Hardy Diagnostics
- Industry: Microbiology
- Founded: October 1, 1980; 45 years ago
- Founder: Jay Hardy, CLS, SM(NRCM), Retired in 2025
- Successor: Christopher Catani, MT(ASCP), RM (ACM)
- Headquarters: Santa Maria, California and Springboro, Ohio, United States
- Key people: Christopher A. Catani, RM (ACM), MT(ASCP) - CEO, President Val Reyes - COO Andre Hsiung - CSO Jeff Schroeder - CFO Ashleigh Rickey - Director of RA Patricia Salazar - Director of Quality Anna Klavins - Director of R&D and Technical Services Mark Carpenter - Director of Sales Ryan Burks - Director of Logistics and Customer Service
- Products: Prepared culture media, reagents, rapid identification kits, laboratory supplies, dehydrated culture media, automated microscope slide stainers
- Number of employees: 430
- Subsidiaries: QuickSlide
- Website: hardydiagnostics.com

= Hardy Diagnostics =

American health care company

Hardy Diagnostics is an American company that manufactures and sells bacteriological culture media, reagents, automated microscope slide staining machines, and rapid identification kits for microbiological testing in clinical, research, and industrial laboratories. The company's culture media is useful in the detection of bacterial pathogens, such as Salmonella, Listeria, E. coli, Tuberculosis, Staphylococcus, Streptococcus, Pneumococcus, Legionella, and others. Founded by Jay Hardy in 1980 and headquartered in Santa Maria, California, Hardy Diagnostics is the third-largest manufacturer of culture media in the United States, manufacturing more than 2,700 different media products. Hardy Diagnostics was recognized by Inc. Magazine as one of the 5000 fastest-growing private companies in the United States in 2009, 2010, 2011, and 2012. In August 2011 Hardy Diagnostics was chosen as "Business of the Year" by the Santa Maria Valley Chamber of Commerce. The company has three manufacturing facilities, headquartered in Santa Maria, California. A second media manufacturing facility is located in Springboro, Ohio. In January 2016, the company acquired a Wichita Falls, Texas manufacturer of automatic microscope slide stainers and dubbed the new division QuickSlide.

==Nationwide distribution network==
Hardy Diagnostics is the only culture media manufacturer with 'bi-coastal' production.
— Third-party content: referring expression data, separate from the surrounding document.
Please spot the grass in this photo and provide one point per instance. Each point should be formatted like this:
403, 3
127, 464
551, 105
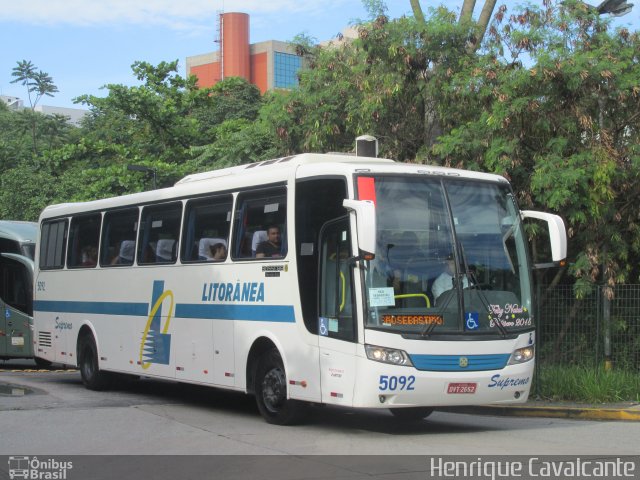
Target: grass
588, 384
The company has two culture media manufacturing facilities, headquartered in Santa Maria, California, and its second manufacturing facility is located in Springboro, Ohio. Hardy Diagnostics invested over two million dollars in its clean room facilities in Ohio, which are slightly larger than the manufacturing facility in California. The company operates a third manufacturing facility for its QuickSlide division in Wichita Falls, Texas. There are also ten distribution centers in California, Washington, Arizona, Texas, Ohio, Florida, North Carolina, New York, Utah, and Iowa.

Cal Poly, San Luis Obispo professors created a COVID-19 test that uses a mouth strip for saliva collection, as opposed to a nasal swab. Hardy Diagnostics will be distributing these tests on the market.

== Charitable work ==
In late 2023, Hardy Diagnostics donated $289k to Marian Regional Medical Center Foundation located in Santa Maria, CA. The donation supported the Foundation's purchase of advanced equipment that can identify fungi and bacteria. The hospital, now having equipment not formerly accessible on the Central Coast, will allow for a faster diagnosis of disease.

1% of Hardy Diagnostics' earnings goes to non-profits and local charities.

== Awards and certificates ==

- 2012 - Hardy Diagnostics becomes a certified "Green Business" and is recognized by the County of Santa Barbara, California for its many efforts in preserving our planet for future generations.
- 2011 - Santa Maria Valley's business of the year.
- 2008 - Hardy Diagnostics becomes certified by the American Heart Association as an official "Fit Friendly Workplace" due to its commitment to promoting healthy lifestyles.
- 2004 - Hardy Diagnostics is honored by being presented with the "Founder's Award" from the Santa Maria Valley Economic Development Association.
- 2004 - Hardy Diagnostics receives the "Spirit of Small Business" award for North Santa Barbara County sponsored by the Los Angeles District of the US Small Business Administration.
- ISO 13485 Certified

==Employee ownership==
At the beginning of 2013, Hardy Diagnostics became employee-owned through the formation of an ESOP (Employee Stock Ownership Program). Each Hardy employee is granted shares in the company at no cost to them. In August 2015, Jay Hardy sold his remaining shares to the employees, at which time the company became 100% employee owned.

Because of the culture of an employee owned company, Hardy Diagnostics operates as an "open book" with its employees who are able to track the financial status of the company in minute detail. They also share in the quarterly profits generated by the company.